In the meantime, the evidence of how much harm those cuts have created is contradictory. The nursing home industry, which depends on Medicare for about 10 percent of its income, points out that a few of its largest chains are on the verge of bankruptcy.

Similarly, according to the National Association for Home Care, a Visiting Nurses Association branch in Illinois, which happens to be in the district of House Speaker J. Dennis Hastert (R), found that Medicare payments are now so low that it made the painful decision to abandon 25 patients who needed the most expensive care, rather than face the possibility of having to go out of business in a few months and strand some 300 patients. "We're not out there trying to say [Medicare] should be a welfare program for providers of services," said William Dombi, the association's vice president for law. "But if you destabilize the delivery system and then try to move toward reform, it seems a little bit backward."

Such perspectives, however, are at odds with a series of recent analyses by the General Accounting Office, which has concluded that the payment cuts have had little effect on Medicare patients' ability to find home care or get oxygen equipment at home, for example.

While many health care organizations acknowledge that they cannot pinpoint how much the law has hurt them, they insist that Congress should act this year, particularly because the cuts are to be phased in for another three years.

"If we wait . . . we are going to have a lot of areas in this country where rural hospitals will close," said Darin Johnson, director of government affairs for the National Rural Health Association. So this year, the association began a campaign called "You Can Make a Difference," teaching its members to write letters to their legislators and invite them for visits so they understand why parts of the budget agreement need to be revised.

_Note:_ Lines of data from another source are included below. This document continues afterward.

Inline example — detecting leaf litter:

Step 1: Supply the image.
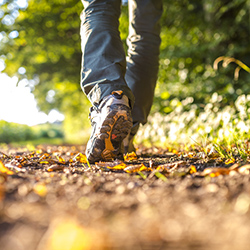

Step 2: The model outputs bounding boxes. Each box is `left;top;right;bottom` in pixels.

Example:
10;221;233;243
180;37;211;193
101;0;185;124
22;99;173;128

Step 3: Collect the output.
0;146;250;250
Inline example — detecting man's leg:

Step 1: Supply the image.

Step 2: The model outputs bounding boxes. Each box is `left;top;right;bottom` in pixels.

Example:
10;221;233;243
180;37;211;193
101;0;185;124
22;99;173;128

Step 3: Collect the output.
81;0;134;162
125;0;162;135
81;0;134;106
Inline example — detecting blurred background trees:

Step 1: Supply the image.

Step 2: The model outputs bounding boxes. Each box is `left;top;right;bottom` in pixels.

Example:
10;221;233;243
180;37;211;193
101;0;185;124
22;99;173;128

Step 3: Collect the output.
0;0;250;144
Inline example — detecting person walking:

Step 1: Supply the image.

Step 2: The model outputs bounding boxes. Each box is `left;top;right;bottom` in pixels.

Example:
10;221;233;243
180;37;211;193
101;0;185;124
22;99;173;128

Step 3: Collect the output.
81;0;162;163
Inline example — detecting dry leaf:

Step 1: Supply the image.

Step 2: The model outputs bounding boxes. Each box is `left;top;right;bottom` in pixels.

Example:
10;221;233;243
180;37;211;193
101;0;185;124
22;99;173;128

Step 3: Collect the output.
0;161;14;175
189;165;197;174
202;168;230;177
47;165;64;172
237;164;250;174
33;183;47;197
124;163;149;174
124;152;137;161
107;162;127;170
225;159;235;164
73;153;88;163
156;161;187;171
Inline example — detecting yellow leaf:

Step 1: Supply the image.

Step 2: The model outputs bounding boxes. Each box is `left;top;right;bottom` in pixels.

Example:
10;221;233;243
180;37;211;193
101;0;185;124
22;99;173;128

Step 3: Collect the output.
0;161;14;175
56;156;65;164
189;165;197;174
47;165;64;172
73;153;88;163
172;149;179;154
107;162;127;170
225;159;235;164
202;168;230;177
124;163;151;174
33;183;47;197
124;152;137;161
238;164;250;174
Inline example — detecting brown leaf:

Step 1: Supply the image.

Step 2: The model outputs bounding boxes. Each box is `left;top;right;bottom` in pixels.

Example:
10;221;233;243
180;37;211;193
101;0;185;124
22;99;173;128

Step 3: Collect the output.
0;161;14;175
124;152;137;161
202;168;231;177
124;163;152;174
156;161;187;171
47;164;64;172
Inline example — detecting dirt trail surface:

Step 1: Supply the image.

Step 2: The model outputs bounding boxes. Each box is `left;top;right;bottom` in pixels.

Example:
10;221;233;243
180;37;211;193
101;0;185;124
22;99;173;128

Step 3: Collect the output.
0;146;250;250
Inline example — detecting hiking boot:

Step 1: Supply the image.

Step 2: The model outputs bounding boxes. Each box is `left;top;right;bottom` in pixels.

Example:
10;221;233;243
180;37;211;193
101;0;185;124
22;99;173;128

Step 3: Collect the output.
86;91;133;163
121;122;140;154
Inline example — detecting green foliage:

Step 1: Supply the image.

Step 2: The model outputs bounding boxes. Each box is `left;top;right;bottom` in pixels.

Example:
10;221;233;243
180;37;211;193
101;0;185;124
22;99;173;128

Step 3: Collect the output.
0;0;250;142
136;93;250;149
0;121;64;143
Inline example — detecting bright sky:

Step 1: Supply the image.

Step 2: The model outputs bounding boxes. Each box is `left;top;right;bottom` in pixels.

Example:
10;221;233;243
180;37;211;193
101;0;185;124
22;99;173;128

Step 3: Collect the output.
0;67;64;126
0;0;64;126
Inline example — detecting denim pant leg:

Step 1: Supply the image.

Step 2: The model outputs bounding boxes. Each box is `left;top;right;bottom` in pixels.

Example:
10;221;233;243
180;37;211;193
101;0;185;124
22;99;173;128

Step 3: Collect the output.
81;0;134;107
125;0;163;134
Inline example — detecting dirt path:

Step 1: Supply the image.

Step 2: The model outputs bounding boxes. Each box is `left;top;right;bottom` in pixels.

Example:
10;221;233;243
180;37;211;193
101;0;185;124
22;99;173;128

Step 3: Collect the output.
0;147;250;250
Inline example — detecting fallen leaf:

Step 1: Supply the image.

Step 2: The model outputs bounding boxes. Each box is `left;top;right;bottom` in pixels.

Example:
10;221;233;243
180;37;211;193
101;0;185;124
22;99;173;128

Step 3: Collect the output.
73;153;88;163
225;159;235;164
33;183;47;197
202;168;230;177
236;164;250;174
189;165;197;174
47;165;64;172
124;163;149;174
124;152;137;161
0;161;14;175
107;162;127;170
156;161;187;171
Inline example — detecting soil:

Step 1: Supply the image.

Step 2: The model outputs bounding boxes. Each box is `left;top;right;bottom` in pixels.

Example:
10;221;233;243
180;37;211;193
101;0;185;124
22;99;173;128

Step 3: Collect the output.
0;146;250;250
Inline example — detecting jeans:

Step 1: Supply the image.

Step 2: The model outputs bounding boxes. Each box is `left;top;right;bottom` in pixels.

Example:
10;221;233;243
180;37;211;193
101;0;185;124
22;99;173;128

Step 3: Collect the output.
81;0;162;133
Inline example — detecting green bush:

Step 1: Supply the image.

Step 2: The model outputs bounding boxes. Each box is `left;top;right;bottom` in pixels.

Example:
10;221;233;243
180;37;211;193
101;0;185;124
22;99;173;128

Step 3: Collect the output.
0;121;64;143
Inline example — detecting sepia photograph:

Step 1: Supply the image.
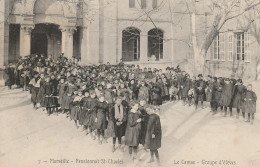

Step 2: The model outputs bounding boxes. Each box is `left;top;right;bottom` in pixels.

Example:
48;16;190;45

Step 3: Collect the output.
0;0;260;167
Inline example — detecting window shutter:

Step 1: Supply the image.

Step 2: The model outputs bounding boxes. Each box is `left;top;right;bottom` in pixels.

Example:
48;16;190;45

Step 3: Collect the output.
219;33;225;61
129;0;135;8
245;32;251;62
227;32;234;61
153;0;157;9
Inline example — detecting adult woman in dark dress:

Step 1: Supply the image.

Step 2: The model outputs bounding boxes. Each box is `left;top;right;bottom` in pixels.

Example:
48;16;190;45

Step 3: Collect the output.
125;103;142;160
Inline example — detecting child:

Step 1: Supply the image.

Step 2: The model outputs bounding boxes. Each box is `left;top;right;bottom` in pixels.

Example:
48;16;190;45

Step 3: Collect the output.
188;88;194;106
125;103;142;161
70;91;83;129
243;84;257;124
169;85;178;102
145;107;162;165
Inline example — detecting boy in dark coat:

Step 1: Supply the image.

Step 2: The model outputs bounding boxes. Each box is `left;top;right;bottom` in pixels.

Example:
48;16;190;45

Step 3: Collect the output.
195;74;206;109
125;103;142;161
243;84;257;124
145;107;162;165
94;93;108;144
109;97;127;152
232;79;246;119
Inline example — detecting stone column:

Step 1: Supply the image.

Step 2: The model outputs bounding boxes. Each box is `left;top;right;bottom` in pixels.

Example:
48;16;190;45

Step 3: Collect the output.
61;27;76;59
80;27;89;65
20;25;34;57
140;31;148;62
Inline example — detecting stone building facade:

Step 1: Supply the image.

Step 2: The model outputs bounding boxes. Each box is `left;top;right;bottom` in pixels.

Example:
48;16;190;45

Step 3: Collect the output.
0;0;173;69
0;0;260;81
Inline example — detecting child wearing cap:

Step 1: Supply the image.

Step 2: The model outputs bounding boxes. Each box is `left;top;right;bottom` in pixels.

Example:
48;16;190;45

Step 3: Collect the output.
145;107;162;165
125;102;142;161
243;84;257;124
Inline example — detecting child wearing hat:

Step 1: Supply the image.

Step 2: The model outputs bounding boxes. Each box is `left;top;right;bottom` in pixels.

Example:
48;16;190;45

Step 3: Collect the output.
94;93;109;144
125;102;142;161
243;84;257;124
145;107;162;165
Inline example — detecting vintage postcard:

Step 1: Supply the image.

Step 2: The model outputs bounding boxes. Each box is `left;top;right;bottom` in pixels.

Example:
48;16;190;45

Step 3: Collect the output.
0;0;260;167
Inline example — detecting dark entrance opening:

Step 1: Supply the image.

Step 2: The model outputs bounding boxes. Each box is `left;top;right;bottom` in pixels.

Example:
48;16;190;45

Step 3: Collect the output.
31;33;48;55
31;23;62;60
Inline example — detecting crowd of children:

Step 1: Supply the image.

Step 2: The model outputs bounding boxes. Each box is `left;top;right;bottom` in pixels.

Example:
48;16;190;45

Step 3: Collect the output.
2;55;257;163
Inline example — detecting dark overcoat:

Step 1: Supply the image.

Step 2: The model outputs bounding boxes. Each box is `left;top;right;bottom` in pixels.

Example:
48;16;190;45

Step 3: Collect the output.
242;90;257;113
145;114;162;150
125;112;141;146
94;101;108;130
220;84;233;107
232;85;246;109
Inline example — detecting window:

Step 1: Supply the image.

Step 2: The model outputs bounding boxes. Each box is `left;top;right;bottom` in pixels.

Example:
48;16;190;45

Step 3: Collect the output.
227;32;234;61
122;27;140;61
236;32;245;60
244;32;251;62
213;33;225;61
148;28;163;61
153;0;157;9
141;0;146;9
129;0;135;8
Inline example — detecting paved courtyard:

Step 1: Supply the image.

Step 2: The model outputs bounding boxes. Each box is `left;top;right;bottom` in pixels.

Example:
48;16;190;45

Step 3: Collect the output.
0;83;260;167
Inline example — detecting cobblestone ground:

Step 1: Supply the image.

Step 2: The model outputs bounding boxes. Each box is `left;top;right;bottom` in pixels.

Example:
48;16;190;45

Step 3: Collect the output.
0;83;260;167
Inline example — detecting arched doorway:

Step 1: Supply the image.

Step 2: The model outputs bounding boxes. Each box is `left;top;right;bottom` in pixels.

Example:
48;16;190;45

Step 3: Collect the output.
122;27;140;61
148;28;163;61
31;24;62;60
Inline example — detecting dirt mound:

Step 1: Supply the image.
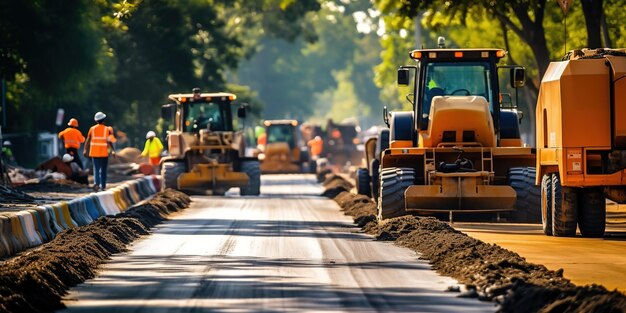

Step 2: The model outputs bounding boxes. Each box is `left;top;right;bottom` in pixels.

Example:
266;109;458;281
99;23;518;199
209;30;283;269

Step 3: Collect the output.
17;179;91;193
322;174;354;198
335;191;377;227
0;185;35;203
0;189;190;312
327;178;626;312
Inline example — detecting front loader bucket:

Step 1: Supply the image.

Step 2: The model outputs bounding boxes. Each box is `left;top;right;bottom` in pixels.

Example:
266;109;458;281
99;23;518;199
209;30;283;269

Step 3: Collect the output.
405;172;516;212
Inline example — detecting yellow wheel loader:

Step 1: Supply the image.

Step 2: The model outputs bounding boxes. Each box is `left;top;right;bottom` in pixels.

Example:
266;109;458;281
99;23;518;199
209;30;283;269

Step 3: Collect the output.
536;49;626;237
259;120;308;174
356;128;389;201
161;89;261;195
378;40;540;222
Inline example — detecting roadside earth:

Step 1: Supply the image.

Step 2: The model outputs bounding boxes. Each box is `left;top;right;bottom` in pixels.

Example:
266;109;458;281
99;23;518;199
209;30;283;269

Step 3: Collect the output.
323;175;626;312
0;188;191;312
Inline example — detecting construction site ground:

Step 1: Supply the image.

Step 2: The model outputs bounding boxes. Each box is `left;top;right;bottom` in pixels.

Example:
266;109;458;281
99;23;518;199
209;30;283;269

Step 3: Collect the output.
0;175;626;312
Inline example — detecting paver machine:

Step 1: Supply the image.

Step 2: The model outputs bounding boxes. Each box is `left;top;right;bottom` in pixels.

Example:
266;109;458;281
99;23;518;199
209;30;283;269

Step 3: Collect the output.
161;90;261;195
259;120;309;173
356;127;389;201
378;40;540;221
536;49;626;237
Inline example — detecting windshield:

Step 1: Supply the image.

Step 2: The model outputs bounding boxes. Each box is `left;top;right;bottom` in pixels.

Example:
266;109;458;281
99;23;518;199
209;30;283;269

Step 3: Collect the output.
421;62;494;122
267;124;296;148
184;102;232;132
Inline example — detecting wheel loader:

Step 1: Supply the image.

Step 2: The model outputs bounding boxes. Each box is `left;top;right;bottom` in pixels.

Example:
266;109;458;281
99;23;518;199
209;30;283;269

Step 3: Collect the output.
378;39;540;222
536;48;626;237
161;90;261;195
356;127;389;201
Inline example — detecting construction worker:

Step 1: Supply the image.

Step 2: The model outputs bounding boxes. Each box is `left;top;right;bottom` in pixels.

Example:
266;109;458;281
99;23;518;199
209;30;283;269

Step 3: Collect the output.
307;136;324;160
59;118;85;169
83;112;115;191
62;153;89;185
256;132;267;150
141;131;163;166
1;140;15;165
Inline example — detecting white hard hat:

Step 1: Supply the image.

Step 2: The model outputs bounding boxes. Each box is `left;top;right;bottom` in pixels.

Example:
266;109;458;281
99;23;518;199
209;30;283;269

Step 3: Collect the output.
63;153;74;162
93;112;107;122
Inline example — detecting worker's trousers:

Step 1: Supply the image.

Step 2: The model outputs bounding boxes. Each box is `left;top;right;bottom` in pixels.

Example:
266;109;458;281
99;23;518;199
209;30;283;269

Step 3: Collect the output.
92;157;109;190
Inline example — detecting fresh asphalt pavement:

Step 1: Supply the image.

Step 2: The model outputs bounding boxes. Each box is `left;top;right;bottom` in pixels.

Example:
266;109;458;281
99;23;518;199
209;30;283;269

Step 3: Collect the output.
63;175;496;312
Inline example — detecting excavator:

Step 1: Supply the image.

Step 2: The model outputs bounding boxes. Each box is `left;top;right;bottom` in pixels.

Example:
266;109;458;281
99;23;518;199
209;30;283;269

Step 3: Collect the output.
378;37;540;222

The American Hospital Association, meanwhile, already has spent several hundred thousand dollars on newspaper advertisements and hired a consultant to develop a sophisticated economic model that will allow individual hospitals to measure -- and tell their representatives -- how much they are being hurt. The association is fostering particularly intense grass-roots lobbying in New Hampshire and Iowa, sites of the earliest presidential contests next year.

Such advocacy is catching legislators' notice. Last week, Sen. William V. Roth Jr. (R-Del.), chairman of the Finance Committee, assembled a group of government experts to advise him by early June on whether the 1997 budget measures went too far, according to a Senate staff member. For his part, Rep. Bill Thomas (R-Calif.), head of the Ways and Means health subcommittee, said he is still exploring complaints health care providers have lodged with him but believes that some combination of administrative and legislative remedies would be needed this year.

"They're all expressing real pain," Thomas said in an interview last week.

The impression such lobbying has left on lawmakers was evident when Health and Human Services Secretary Donna E. Shalala appeared last month before the Senate Budget Committee. The session was intended as a broad discussion of Medicare's financial future, but the secretary was grilled almost exclusively about the demands for help from teaching hospitals, home health agencies, rural hospitals and health maintenance organizations.

Nursing homes were on the mind of the committee chairman, Sen. Pete V. Domenici (R-N.M.). "Why in the world would we sit around and watch an industry go bankrupt?" he asked, clearly displeased when Shalala said her department would not have reliable data showing the effects on nursing homes until next year. "We need some help now," Domenici said.